Honey: Once the honey is refrigerated in the refrigerator, it will speed up the crystallization of sugar, the honey will become thicker faster, and even difficult to scoop out. Chilli sauce: Most chilli sauces can be stored in a food cabinet for three years.


Bread: Bread dries, hardens and falls off easily after refrigeration, and its nutrition and taste are not as good as those at room temperature.


Bananas: If bananas are stored below 12 degrees, they will be black and rotten.


Cucumber: Cucumber in the refrigerator for a long time, there will be frozen "injury" - black, soft, taste. Cucumbers also have sticky hair.


Leafy vegetable: Because it rots easily after being refrigerated, it's better not to put it in the refrigerator.


Chocolate: When chocolate is put into the refrigerator, it will easily appear white frost on the surface. It will not only lose its original mellow taste, but also benefit the reproduction of bacteria. The best temperature for storing chocolate is 5 to 18 degrees.


Ham: If the ham is stored in the refrigerator at low temperature, the moisture will freeze, fat will precipitate, the ham meat will be caked or loose, the meat will taste bad, very perishable.

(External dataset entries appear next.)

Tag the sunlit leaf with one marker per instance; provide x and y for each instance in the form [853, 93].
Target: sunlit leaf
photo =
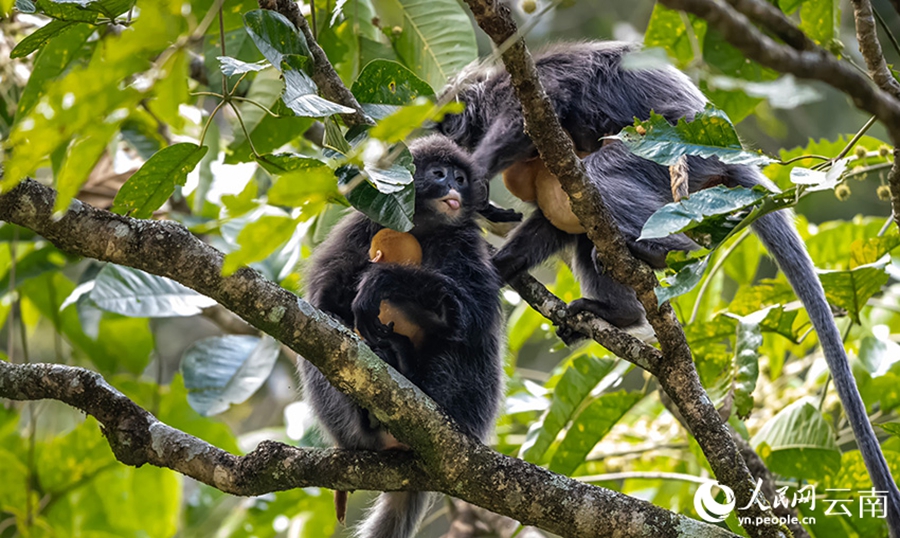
[226, 370]
[134, 293]
[589, 428]
[568, 395]
[710, 134]
[436, 38]
[798, 442]
[274, 35]
[149, 188]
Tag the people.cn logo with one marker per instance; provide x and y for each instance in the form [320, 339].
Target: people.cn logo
[706, 505]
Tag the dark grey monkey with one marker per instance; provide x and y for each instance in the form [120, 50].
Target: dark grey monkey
[593, 97]
[454, 296]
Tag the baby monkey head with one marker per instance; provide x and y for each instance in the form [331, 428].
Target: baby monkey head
[449, 189]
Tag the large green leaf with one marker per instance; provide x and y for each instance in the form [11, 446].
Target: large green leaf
[301, 97]
[666, 29]
[709, 208]
[274, 35]
[226, 370]
[851, 289]
[267, 132]
[91, 94]
[300, 180]
[258, 239]
[149, 188]
[710, 134]
[798, 442]
[134, 293]
[436, 38]
[568, 396]
[746, 361]
[590, 427]
[66, 49]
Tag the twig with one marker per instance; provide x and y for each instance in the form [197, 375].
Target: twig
[775, 21]
[676, 373]
[870, 47]
[324, 75]
[449, 461]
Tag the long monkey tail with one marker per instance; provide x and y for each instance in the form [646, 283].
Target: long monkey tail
[394, 515]
[779, 235]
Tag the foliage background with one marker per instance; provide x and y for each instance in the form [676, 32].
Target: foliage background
[579, 411]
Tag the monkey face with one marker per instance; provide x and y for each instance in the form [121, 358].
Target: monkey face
[443, 193]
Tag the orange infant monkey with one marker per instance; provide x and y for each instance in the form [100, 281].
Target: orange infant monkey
[391, 246]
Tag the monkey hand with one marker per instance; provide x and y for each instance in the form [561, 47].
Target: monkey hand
[366, 308]
[508, 264]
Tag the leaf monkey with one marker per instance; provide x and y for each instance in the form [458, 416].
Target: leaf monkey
[594, 96]
[454, 298]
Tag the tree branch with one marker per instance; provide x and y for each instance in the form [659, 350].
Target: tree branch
[445, 460]
[324, 75]
[815, 65]
[137, 437]
[870, 47]
[676, 373]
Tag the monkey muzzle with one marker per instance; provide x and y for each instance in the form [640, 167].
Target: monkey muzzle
[453, 201]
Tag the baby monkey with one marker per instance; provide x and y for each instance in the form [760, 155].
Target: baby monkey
[429, 306]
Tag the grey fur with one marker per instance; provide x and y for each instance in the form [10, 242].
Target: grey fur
[593, 97]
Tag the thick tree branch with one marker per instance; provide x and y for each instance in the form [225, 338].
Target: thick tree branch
[676, 373]
[326, 78]
[137, 437]
[870, 47]
[815, 65]
[616, 340]
[445, 461]
[775, 21]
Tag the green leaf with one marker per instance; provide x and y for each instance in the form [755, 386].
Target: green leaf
[232, 66]
[698, 209]
[798, 442]
[274, 35]
[385, 82]
[666, 29]
[154, 183]
[399, 125]
[590, 427]
[576, 385]
[80, 159]
[300, 96]
[134, 293]
[851, 289]
[226, 370]
[258, 239]
[267, 132]
[746, 360]
[67, 48]
[300, 181]
[819, 19]
[687, 277]
[436, 39]
[710, 134]
[91, 94]
[394, 210]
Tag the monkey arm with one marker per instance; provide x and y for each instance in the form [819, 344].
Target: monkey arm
[433, 300]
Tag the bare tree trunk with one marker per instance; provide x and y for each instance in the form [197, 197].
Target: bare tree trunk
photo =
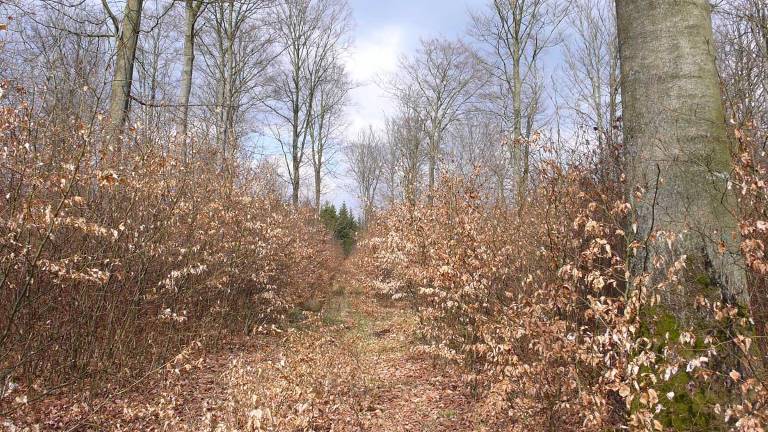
[678, 152]
[431, 168]
[127, 41]
[192, 12]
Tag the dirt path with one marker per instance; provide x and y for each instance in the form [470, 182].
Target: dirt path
[349, 368]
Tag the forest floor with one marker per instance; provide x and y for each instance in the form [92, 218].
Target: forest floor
[352, 367]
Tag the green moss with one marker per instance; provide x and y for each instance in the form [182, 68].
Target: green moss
[691, 407]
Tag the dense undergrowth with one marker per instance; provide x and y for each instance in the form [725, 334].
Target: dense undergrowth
[115, 255]
[537, 306]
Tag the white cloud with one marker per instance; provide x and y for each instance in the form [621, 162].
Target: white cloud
[374, 56]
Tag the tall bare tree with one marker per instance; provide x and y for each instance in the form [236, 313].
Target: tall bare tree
[592, 66]
[127, 34]
[445, 76]
[327, 121]
[405, 139]
[311, 34]
[192, 12]
[678, 159]
[236, 51]
[513, 35]
[365, 158]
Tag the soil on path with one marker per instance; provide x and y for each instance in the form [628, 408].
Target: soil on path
[351, 367]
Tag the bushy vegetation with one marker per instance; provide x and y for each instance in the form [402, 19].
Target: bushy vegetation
[118, 253]
[537, 307]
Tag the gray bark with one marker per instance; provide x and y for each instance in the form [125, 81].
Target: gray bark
[127, 40]
[678, 151]
[192, 11]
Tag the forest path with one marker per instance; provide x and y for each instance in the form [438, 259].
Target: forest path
[350, 368]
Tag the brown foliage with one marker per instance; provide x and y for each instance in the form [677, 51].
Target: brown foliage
[536, 306]
[113, 260]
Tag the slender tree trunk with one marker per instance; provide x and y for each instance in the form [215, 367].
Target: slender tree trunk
[517, 127]
[127, 42]
[678, 152]
[191, 13]
[432, 168]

Bread: In the process of baking bread, starch amylose in flour has aged, which is why bread has elastic and soft structure. With the prolongation of storage time, the branched chains of bread gradually associate, which makes the soft bread harden slowly, and aging faster at low temperature (above freezing point), while the bread hardens faster when put in the refrigerator.


Cured meat: Bacon, ham and other meat cured products are suitable for keeping in a cool and ventilated place, which is conducive to ensuring the flavor of food. If they are put into the refrigerator, because the humidity is too high, it will shorten the storage time.